"The message here is really quite simple: I believe in ways that count we're all the same," the soft-spoken Kathy Stevens told the fashionable crowd in a rented NYC loft, marking the launch party of her new book Animal Camp. As guests nibbled vegan treats, Stevens told quirky and heartwarming stories about Rambo the sheep, his friend Barbie the chicken and other residents of the Catskills Animal Sanctuary in Saugerties, New York.
Steven's message was one of simplicity and inclusiveness. She talked about her own long journey, of becoming a vegetarian in middle age, and a vegan just a few years ago. She said her message to vegans is to "don't be so angry. We gotta give people some room, and invite them." Stevens lamented that only two percent of people are vegetarians, with a smaller percent vegan.

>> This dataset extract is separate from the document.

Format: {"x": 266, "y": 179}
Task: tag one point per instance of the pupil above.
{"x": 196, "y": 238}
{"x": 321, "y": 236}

"There are all kinds of reasons why; denial, compartmentalization," said Stevens. "But the concept I'd like to leave is kindness as a universal value. We don't say, 'I'll be kind to this neighbor and not to that one.' Yet every time we pick up a fork, we subject someone -- not something -- to a level of unkindness we wouldn't wish on a rapist."
Stevens then outlined some of the major motivations for her own switch to veganism. "Animals are tortured from birth to death," she said. Stevens dismissed "free range," saying, "that term is misused, and in any case it's only a tiny percentage." Stevens also touched on human health concerns over meat consumption (obesity, diabetes), and pointed out "what agribusiness is doing to the planet."
Stevens' central message was one of compassion. "If we know it about dogs and cats, why is it such a stretch to chickens and pigs, who have emotional lives, and feel pain and suffering?" Stevens asked. As she read a few passages from Animal Camp about the unlikely bonds and complex behavior of the sheep, pigs, goats and others at the sanctuary, the theme was clear: we're all more similar than different, and we all want the same things in life -- food, water, a place to lie down at night, dignity and companionship.
Stevens founded the Catskills Animal Sanctuary in 2001 after she bought a dilapidated farm upstate, eventually turning it into a safe haven for some 1,100 animals. Stevens is a former teacher who also wrote the book Where the Blind Horse Sings.
"If animals could speak our language, the world would surely be different," said Stevens.